According to the story, in 1902, President Theodore Roosevelt was visiting Mississippi to settle a border dispute. While he was there, he decided to go hunting for the day after several hours, he still had not bagged anything when one of his aides discovered a lost bear cub wandering through the woods. After catching it, he tied it to a tree, and brought the President to see what was going to be his catch of the day. To President Roosevelt's eternal credit, he could not bring himself to kill the defenceless animal and intern ordered that it should be set free.
The press that was visiting the president's visit heard about the story and it inspired a cartoonist to draw a cartoon of the incident, entitled "Drawing the line in Mississippi". This cartoon was printed in all the newspapers, and triggered a moment of inspiration for a Brooklyn Candy store owner. Using the cartoon as guide, he quickly worked out a pattern and his wife had soon put together a little jointed toy Bear cub, which the owner put into his shop window with a copy of the cartoon and a hand written notice saying "Teddy's Bear". The bears sold like wildfire, and within a year, he closed his Candy Store, and founded the Ideal Novelty and Toy Company.
While this was happening in America the same idea of a Teddy Bear as a toy was beginning to take shape in Germany.

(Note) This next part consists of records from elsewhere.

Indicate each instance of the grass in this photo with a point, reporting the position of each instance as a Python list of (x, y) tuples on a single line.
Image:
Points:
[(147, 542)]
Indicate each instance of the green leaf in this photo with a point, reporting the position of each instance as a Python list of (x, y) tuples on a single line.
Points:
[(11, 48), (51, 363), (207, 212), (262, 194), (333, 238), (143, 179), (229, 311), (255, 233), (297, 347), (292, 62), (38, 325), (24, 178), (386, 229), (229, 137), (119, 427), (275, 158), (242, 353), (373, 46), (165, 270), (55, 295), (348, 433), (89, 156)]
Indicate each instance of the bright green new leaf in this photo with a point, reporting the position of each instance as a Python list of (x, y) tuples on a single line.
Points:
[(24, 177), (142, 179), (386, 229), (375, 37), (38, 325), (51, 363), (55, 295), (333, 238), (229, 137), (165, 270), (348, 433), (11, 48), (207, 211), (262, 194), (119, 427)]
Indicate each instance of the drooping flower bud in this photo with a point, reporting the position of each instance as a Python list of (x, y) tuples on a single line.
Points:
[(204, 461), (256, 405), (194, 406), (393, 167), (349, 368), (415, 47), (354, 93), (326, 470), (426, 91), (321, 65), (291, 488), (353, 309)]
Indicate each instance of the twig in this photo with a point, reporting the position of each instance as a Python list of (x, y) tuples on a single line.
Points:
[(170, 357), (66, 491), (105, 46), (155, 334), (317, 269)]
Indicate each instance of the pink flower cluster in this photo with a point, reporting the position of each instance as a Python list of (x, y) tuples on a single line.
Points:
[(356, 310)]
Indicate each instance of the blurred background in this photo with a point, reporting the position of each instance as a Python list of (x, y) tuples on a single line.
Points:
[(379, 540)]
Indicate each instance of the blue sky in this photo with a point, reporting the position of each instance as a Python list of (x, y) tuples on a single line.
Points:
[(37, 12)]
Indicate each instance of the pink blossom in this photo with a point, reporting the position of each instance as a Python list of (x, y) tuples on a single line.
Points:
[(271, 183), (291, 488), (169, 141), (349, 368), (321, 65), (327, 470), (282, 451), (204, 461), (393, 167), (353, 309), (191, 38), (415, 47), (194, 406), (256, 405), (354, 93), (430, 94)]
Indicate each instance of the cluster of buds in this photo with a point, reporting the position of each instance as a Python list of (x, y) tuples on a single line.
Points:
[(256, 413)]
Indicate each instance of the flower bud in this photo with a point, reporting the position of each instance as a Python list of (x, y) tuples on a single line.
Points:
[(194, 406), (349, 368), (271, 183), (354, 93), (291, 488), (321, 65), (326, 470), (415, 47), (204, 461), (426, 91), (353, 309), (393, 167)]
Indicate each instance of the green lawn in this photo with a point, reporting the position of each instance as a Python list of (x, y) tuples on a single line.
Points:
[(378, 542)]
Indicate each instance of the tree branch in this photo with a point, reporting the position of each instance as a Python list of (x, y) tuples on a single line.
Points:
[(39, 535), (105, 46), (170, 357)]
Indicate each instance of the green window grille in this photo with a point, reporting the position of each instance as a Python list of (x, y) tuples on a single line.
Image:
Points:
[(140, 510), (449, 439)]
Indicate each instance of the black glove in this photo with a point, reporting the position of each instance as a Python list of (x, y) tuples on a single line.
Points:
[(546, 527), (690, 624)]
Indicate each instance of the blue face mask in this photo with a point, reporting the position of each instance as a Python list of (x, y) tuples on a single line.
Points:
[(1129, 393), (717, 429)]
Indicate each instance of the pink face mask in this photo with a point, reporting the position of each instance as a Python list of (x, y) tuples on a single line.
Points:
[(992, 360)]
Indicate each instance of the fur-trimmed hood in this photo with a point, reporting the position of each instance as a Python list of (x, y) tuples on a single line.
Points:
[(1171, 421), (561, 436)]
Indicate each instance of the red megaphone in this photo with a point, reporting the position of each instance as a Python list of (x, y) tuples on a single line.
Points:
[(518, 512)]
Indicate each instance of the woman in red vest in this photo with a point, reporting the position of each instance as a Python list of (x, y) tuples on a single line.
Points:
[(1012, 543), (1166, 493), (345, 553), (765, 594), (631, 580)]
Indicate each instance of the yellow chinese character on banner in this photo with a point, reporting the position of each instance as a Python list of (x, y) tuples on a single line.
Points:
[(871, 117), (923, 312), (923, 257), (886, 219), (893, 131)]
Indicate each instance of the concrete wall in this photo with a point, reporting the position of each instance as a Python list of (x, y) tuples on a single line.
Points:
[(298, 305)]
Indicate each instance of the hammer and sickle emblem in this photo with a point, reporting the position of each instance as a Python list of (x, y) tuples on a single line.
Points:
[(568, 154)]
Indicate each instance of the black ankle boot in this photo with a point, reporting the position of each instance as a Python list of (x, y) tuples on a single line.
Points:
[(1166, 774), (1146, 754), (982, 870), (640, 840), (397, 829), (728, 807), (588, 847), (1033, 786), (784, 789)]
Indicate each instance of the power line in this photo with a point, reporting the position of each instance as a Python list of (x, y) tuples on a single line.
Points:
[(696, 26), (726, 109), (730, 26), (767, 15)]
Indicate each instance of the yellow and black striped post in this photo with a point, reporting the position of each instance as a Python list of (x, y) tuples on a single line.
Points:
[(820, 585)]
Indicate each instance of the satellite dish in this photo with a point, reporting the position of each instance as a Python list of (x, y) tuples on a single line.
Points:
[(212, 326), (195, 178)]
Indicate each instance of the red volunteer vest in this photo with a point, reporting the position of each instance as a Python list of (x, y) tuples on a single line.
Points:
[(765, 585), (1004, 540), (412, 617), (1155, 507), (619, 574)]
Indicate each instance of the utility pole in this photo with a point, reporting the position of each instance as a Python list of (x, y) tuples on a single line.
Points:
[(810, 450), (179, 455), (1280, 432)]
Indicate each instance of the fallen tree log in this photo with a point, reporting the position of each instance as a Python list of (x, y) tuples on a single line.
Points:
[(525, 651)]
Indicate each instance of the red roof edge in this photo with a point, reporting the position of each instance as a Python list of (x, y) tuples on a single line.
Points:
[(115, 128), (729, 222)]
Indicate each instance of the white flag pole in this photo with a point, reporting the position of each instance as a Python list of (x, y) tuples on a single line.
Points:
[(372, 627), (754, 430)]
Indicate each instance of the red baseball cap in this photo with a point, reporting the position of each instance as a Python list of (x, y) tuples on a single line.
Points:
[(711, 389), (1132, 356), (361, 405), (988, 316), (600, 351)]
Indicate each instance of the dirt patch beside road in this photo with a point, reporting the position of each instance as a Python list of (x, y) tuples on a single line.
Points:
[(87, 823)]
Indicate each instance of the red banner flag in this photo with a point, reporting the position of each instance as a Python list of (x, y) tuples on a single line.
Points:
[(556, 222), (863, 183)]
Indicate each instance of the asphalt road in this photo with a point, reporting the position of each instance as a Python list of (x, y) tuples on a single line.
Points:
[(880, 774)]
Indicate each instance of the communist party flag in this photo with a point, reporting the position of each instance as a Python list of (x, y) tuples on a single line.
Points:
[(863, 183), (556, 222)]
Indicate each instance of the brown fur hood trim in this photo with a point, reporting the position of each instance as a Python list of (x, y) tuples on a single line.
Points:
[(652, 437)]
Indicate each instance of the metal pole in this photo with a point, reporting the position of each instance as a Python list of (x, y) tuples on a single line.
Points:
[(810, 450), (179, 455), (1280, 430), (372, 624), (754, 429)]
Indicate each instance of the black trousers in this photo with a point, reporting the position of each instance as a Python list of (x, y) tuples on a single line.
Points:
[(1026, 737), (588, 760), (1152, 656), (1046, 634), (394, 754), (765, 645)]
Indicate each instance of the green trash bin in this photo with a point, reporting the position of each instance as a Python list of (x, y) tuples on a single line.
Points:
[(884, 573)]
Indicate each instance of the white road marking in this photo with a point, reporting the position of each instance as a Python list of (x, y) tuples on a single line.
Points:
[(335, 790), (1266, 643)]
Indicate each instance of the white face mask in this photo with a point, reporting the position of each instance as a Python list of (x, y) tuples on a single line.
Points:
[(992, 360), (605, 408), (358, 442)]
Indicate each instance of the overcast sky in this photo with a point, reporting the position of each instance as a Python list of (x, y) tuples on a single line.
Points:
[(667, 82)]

Where the completed design of the of the toy was made of mohair cloth. The toy first appeared in 1903, at the "Spring Toy Fair at Leipzig". However, to the disappointment of the designer nobody seemed interested. As the story goes it was when he was packing up his stall that an American toy buyer approached him, seized the bear, and ordered 3,000 of them on the spot. After that day the Teddy Bear was on his way to International Success.